Battered Central California braces for next storm starting Monday
Flooding continued along several central California rivers on Saturday after this week’s devastating storm, but emergency response officials are growing optimistic that the worst may be over for the moment.
A new storm forecast for early next week was heading south, away from the Central Valley and coastal areas that have seen severe flooding in the atmospheric 11th River to hit the state this rainy season. A weaker, colder storm will bring snow and lighter, more regular rain to Southern California.
Up to 2 feet of snow is forecast for communities in the San Bernardino Mountains.
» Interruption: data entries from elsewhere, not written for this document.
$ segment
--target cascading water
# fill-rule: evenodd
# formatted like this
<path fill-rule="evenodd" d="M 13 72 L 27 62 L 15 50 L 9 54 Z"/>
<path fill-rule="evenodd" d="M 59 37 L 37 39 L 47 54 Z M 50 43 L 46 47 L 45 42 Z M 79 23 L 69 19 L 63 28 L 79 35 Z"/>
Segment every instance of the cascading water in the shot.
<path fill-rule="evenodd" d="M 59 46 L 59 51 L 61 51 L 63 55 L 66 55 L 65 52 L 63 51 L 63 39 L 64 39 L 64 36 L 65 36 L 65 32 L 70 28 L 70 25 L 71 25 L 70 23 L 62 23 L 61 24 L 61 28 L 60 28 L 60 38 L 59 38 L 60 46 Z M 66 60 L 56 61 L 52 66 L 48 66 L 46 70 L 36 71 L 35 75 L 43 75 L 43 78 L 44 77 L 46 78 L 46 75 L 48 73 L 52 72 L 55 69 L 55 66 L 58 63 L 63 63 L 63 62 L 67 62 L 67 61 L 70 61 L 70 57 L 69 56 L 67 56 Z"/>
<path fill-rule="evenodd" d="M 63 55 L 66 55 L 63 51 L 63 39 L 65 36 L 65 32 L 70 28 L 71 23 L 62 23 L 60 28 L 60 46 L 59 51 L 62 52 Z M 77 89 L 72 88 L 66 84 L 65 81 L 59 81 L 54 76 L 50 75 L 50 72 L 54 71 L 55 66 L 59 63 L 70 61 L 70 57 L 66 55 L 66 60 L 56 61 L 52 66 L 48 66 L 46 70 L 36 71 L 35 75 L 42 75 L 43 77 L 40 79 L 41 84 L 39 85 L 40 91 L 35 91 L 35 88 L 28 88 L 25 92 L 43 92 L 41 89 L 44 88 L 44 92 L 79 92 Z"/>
Colder temperatures are expected to bring the snow level below 4,000 feet, reducing the likelihood of flooding from melted rain runoff.
Historic snowfall this month stranded dozens of people and damaged buildings in the San Bernardino Mountains and was thought to be a factor in 13 deaths.
“We’re not looking at flash flooding,” said Samantha Connolly, meteorologist with the National Weather Service’s San Diego Station, which covers San Bernardino County. “Minor flooding may occur on low water level crossings.”
Coastal and valley communities in Southern California can expect “significant and long-lasting but light to moderate” rainfall intensity from Monday evening through Wednesday, said meteorologist Rose Schoenfeld of the Los Angeles station. -Oxnard from the National Weather Service.
The midday forecast Saturday called for 1 ½ to 2 ½ inches in the plains and up to 5 inches in the foothills and mountains, Schoenfeld said. Maximum rainfall should not exceed half an inch per hour.
Snowfall is expected as low as 5,500 Monday, dropping to less than 4,000 feet Wednesday with up to 3 feet falling on the highest peaks and 3 to 4 inches at the Grapevine.
The southward shift is reducing pressure on the central part of the state, where flooding during recent storms has caused severe damage and upended thousands of lives.
In the southern San Joaquin Valley, the raging Tule River washed away the homes of the Springville foothills community.
A levee breach on the Pajaro River in Monterey County has triggered flooding and caused hundreds of evacuations. Authorities carried out 60 rescues.
“It looks like we’ll have a break on Monday,” meteorologist Cory Mueller told the National Weather Service’s Sacramento station. “We don’t expect any major flooding issues. Travel issues in the mountains will be our biggest impact. Winter driving conditions can be expected on long stretches of highways in the mountains.
Minor flooding occurred on several northern rivers on Saturday and was abating in most cases.
The National Weather Services issued a warning on Saturday that the Merced River had overshot its banks at Stevinson, about 20 miles west of Merced, reaching a maintenance building in a city park. The river was expected to continue rising through Sunday evening, surpassing the previous crest of the river by more than a foot.
The Salinas River reportedly receded on Saturday after flooding farmland near Spreckels, just south of Salinas. The river was expected to fall below flood stage by Saturday afternoon.
Flooding of the San Joaquin River near Vernalis, southeast of Tracy, was expected to continue Saturday but had not reached historic levels set in 1986.
“We can still expect rain with this system coming,” said Sarah McCorkle, meteorologist at the National Weather Service station in Monterey. “We have rain tonight, a fast moving cold front.”
But, she said, “it’s looking to not have as much of an impact on Monterey.” We have seen the rain totals go down.